Reputation: 11
could I ask you for help? I am doing fine tuning of LLM model Llama3 8b (with LoRA) for text classification. I am using Trainer from Huggingface. I am looking for the optimal learning_rate and per_device_train_batch_size. I am using AdamW_torch optimizer and have over 80,000 training data. With per_device_train_batch_size = 2, one epoch takes about 12 hours. So it is hard for me to find optimal values because the training is long. My best results so far are at 2 batch size, 1 epoch and learning rate 2e-4 --> 86.86% on validation data (about the same on test data). More epochs don't help, the model is starting to overfit whit this LR and batch size.

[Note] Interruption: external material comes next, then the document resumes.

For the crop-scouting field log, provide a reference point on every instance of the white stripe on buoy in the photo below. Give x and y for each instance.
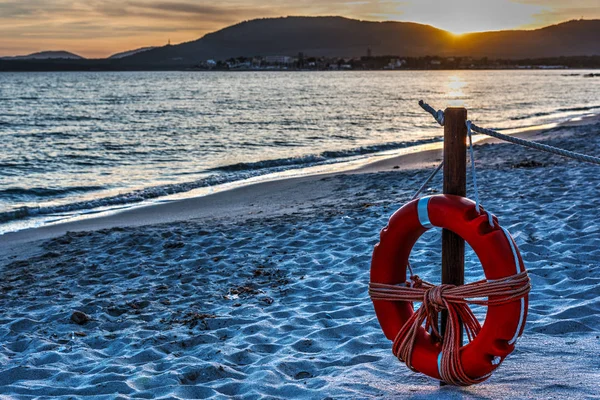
(518, 270)
(422, 209)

I am posting intermediate results here. Due to the long training time I do not send complete results (sometimes e.g. 1/3 of epochs etc..). Could someone give me an estimate based on these, what values of batch size and learning rate might help and what should be used for longer training?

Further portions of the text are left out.